I think a lot about placemaking. I think about it on the homemaking scale, like how to stay warm in our not very warm house, or where to plant the flowering dogwood I bought, so as not to block our sightline to the now-mature Eastern redbud I’ve nurtured since it was a sapling. I also think about placemaking on a larger scale. Like why structurally sound old houses are knocked down to accommodate chain stores that there are already plenty of. Or why even in rural settings the persistent hum of highway traffic permeates the soundscape. Or why our towns and cities can’t seem to grow without our landscape being engineered so ruthlessly and steamrolled so thoughtlessly. Because I worry that we’re not leaving ourselves enough intriguing roads to travel down to discover what’s beyond the next curve, said curves having been removed for safety reasons or to accommodate large-footprint development projects. I worry as well that we’ve mapped our landscape too granularly.
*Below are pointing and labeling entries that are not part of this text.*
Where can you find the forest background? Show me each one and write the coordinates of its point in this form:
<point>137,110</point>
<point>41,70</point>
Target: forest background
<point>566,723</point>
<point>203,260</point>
I’m not saying it isn’t very cool—I use Street View all the time—but maybe in finding everything, we’re losing too much.
I think, too, about what environments people thrive in, or, since I can’t speak for other people, although I have my opinions, what environments my family and I will thrive in. Like how much messiness and chaos I can stand before I lose my patience or my ability to think clearly. Or how for our son, who is a cross-country skier, living somewhere cold and snowy is nonnegotiable; and how I need at least a small patch of ground somewhere close by to dig in; and how my husband craves scenic back roads to ride his bike on. Our dog just needs to be wherever we are, preferably all in the same room at the same time, petting her.
As any gardener or farmer knows, plants grow better when they’re given all the good things they need than when they are not. And maybe the best litmus test for our landscapes is how healthily we grow within them, and even bloom, without, we hope, encroaching on someone else’s garden.